A “Broadcast Domain” refers to the part of a network that is responsible for the delivery and receipt of data to and from several computers and devices simultaneously. The broadcast domain is used in place of a router to perform the logical requirements of the network or network segment once the devices and computers use the same subnet mask. The broadcast domain therefore directs data effectively using the broadcast address for the specific device or computer.
Broadcast Domain Components
Broadcast domains are interpreted only by layer three devices such as routers and switches (layer 3 compatible) in order to send a frame of data. The broadcast IP address containing only ones is used to send out frames to the computers and devices connected to the network.
A Virtual Local Area Network (VLAN) can be used to create a pseudo or “virtual” broadcast domain via a network where devices and computers would see the network components as a standalone network system.

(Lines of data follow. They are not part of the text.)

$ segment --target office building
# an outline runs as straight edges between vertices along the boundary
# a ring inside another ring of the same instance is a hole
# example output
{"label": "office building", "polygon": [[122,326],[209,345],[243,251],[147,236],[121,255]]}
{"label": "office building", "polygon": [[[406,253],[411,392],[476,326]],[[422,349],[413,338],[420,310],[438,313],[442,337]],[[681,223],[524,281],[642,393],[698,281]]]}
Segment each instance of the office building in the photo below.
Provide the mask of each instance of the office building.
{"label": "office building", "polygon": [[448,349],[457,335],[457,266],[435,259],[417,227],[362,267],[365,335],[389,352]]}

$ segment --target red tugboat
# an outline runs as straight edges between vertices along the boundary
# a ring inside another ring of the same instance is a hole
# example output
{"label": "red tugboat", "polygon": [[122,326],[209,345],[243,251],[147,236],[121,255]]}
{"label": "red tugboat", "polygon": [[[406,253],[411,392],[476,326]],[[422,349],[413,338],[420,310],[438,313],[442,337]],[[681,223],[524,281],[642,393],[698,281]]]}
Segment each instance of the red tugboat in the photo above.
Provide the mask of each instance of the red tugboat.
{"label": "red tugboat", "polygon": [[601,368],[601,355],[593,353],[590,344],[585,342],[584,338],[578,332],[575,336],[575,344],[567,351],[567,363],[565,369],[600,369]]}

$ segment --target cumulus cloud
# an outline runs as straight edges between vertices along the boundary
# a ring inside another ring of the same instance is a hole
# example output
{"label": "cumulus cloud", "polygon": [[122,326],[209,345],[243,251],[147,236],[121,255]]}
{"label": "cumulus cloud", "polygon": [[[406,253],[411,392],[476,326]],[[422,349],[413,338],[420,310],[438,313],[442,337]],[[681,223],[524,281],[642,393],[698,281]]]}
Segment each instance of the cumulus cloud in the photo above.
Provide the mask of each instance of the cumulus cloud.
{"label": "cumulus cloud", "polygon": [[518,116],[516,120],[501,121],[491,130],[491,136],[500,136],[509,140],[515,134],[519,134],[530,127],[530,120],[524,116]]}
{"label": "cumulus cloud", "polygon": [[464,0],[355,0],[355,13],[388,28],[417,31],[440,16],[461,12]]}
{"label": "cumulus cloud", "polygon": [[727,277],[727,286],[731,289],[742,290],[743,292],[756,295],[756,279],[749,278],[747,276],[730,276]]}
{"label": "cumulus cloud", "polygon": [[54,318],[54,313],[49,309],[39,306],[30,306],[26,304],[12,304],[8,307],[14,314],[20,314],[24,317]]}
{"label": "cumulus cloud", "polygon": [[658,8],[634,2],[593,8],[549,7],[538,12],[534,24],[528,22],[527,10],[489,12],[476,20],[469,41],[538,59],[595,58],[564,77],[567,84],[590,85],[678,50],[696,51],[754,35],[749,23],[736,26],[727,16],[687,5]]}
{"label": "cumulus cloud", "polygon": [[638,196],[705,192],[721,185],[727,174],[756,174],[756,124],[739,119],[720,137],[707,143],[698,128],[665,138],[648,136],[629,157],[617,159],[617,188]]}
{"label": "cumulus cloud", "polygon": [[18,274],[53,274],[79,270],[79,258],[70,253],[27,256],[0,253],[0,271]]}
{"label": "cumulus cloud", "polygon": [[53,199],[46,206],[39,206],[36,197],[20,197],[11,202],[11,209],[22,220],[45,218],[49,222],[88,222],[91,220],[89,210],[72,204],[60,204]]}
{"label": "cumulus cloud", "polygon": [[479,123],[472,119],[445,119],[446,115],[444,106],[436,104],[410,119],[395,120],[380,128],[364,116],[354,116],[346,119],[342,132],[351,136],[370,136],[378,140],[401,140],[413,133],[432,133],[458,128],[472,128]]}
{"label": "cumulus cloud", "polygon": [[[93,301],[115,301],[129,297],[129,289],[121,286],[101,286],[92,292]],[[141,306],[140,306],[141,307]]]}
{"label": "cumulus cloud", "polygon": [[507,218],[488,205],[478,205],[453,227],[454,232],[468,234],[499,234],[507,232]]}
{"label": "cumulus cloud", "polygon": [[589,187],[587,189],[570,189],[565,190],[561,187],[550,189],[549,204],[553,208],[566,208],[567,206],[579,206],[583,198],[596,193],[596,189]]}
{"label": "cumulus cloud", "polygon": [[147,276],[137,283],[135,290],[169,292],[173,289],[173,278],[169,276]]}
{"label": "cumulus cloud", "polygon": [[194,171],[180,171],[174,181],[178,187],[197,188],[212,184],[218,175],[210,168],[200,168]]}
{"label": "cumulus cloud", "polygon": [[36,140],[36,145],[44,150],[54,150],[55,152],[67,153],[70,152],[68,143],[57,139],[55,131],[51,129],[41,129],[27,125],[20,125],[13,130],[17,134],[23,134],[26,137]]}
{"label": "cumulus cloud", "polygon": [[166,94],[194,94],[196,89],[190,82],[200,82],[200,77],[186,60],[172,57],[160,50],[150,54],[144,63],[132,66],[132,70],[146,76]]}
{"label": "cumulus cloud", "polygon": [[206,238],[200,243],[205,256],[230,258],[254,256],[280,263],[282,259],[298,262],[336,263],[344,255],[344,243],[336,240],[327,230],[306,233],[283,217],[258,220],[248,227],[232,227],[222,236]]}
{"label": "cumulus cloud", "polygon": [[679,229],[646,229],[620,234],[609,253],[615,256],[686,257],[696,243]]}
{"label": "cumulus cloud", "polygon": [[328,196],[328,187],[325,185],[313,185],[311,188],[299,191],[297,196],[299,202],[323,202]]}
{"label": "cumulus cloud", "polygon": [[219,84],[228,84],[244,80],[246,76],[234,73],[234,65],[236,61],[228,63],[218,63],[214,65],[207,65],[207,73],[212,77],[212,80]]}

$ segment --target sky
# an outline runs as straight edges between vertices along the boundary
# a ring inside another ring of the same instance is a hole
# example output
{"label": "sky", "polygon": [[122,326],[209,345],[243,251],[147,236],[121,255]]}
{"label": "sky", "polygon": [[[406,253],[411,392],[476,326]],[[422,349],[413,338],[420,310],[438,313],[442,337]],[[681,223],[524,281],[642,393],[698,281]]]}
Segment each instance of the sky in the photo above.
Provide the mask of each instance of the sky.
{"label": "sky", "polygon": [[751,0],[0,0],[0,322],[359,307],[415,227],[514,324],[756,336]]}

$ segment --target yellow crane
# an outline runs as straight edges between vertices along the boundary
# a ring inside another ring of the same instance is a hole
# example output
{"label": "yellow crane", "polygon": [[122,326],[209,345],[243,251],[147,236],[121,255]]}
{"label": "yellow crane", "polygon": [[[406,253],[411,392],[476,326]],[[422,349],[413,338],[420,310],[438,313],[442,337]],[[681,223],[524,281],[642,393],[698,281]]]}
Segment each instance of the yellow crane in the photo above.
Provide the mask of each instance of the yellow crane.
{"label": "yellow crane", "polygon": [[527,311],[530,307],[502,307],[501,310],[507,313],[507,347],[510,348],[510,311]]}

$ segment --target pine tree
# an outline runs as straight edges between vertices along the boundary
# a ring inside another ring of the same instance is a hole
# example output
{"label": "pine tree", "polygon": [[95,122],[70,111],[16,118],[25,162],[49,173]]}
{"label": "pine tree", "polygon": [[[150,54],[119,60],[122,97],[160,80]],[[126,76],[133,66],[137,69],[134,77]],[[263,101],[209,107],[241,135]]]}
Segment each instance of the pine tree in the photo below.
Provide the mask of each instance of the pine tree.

Joining the devices and computers in the VLAN can merge them into a single broadcast domain, including wireless computers and devices.
Broadcast Domain Restriction and Uses
Given the use of the broadcast domain within a network or a network segment, routers and switches attached to networks may refuse or restrict connectivity to broadcast domains. Most routers and switches will ignore or “drop” the signal received from broadcasts, preventing other computers and devices from receiving the data required. In situations where there are more than one networks connected via a switch or router; supposing one network has the capability for automatically assigning IP addresses to the connected devices DHCP, while the other does not. Since DHCP is a broadcast signal, the other network without DHCP will not receive any request from the DHCP-enabled network as the router would ignore or drop the broadcast address request. To correct this problem, a router with customized, Linux-based programming will be able to allow the broadcast to be interpreted and sent out to the other network or networks involved in the transmission of data.
Similarly, the router can be used a security device to prevent the communication between networks. For example, two different networks within an organization may need to share information; however, one department handles issues and other tasks of high sensitivity. If an employee within Network A sends a message out, all computers and devices will receive the Message/Request in Network A. The data will also be sent to the second network via the router or switch connecting the separated networks. At this joint, the router or switch, as aforementioned, may ignore the broadcast thereby isolating or separating the networks from each other. This separation is hailed as an inexpensive method of protecting networks albeit no match for a firewall.
The broadcast domain, in summary, is responsible and necessary in both the joining of different networks and groups of computers or devices, while being able to maintain a level of security and integrity within the network.